What’s the most memorable pitch you’ve ever received? What’s a good way to get your attention in a pitch?
I try my best to read and reply to every relevant pitch I get, and I try to be up-front about what I’m thinking about it. Every now and then I’ll find that a pitch around the news of the day does in fact connect with what I’m working on at that moment, which is good when it happens—but more often than not, I’m caught up in other things and can’t commit to writing. (Giving me more than 24 hours to respond to an embargo pitch certainly helps!)
I do like to ask a lot of questions on initial contact, though I try to warn the person I’m emailing or talking with that I don’t really know when and how the connection being made in the moment might inform future reporting. I beg the patience of the public relations professionals who work with me! I promise that the questions I’m asking are going somewhere—that they’re signals of ongoing interest. I might not know when and how these back-and-forths will end up finding their way into the reporting that Canary Media does, but they’re all part of the greater project.

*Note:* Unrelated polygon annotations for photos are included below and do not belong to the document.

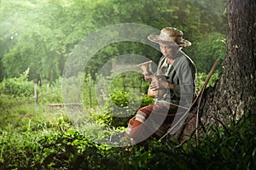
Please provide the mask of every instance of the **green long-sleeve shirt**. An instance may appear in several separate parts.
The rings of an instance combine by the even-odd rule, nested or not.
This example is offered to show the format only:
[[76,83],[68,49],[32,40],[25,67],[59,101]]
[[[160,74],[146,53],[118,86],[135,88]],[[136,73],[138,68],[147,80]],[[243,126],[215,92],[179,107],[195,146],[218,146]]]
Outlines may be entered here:
[[166,63],[162,56],[159,61],[157,76],[165,76],[166,81],[174,84],[174,88],[166,91],[163,99],[166,101],[185,99],[192,101],[195,92],[196,67],[192,60],[180,51],[172,65]]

What’s the biggest risk you’ve ever taken?
Leaving the Bay Area to take newspaper jobs in far-off places. I hadn’t planned to spend four years living in Richland, Washington—the conservative side of Washington state, right next to the country’s largest nuclear waste site—or to move to Fresno, California and report for two years on the economic development efforts in a place with the most concentrated poverty in the country.
But I learned so much—not only about the communities and cultures of places I’d never dreamed of spending hours in, let alone years, but about my own prejudices and misconceptions. And, oddly enough, I also had my first experiences with the energy-sector issues I’ve made a career out of—including my reporting on GridWise, the country’s first large-scale “smart grid” project, run out of Pacific Northwest National Laboratory.
What’s something about you that might surprise people?
My misspent youth? I graduated from college in 1994 with an English degree largely based around my desire to write fiction, and I spent about six years playing guitar in a semi-professional prog-rock / jazz-funk trio that never really made it past the general disinterest stage of audience building—although we did get to play opening gigs at The Fillmore, as our band manager was also the venue’s stage manager.
Throughout that time, I was working jobs that kind of descended the ladder of professional viability. I started out as a substitute teacher in Oakland Unified School District, and thought about becoming a teacher for awhile. But I got tired of waiting for 5am phone calls to tell me if I was going to be able to earn money that day, and found a gig as a delivery driver returning the luggage people had lost at San Francisco International Airport, and then spent a few years as a bicycle messenger in the city, which morphed into an attorney services gig—riding my bike around to file legal briefs, look up court filings and serve subpoenas on people. It was that last job that re-sparked my interest in journalism. I’d worked briefly at the student newspaper at U.C. Berkeley, but the process service and legal research job made me feel a bit like a private eye, and pushed me to refocus my creative instincts along more practical avenues.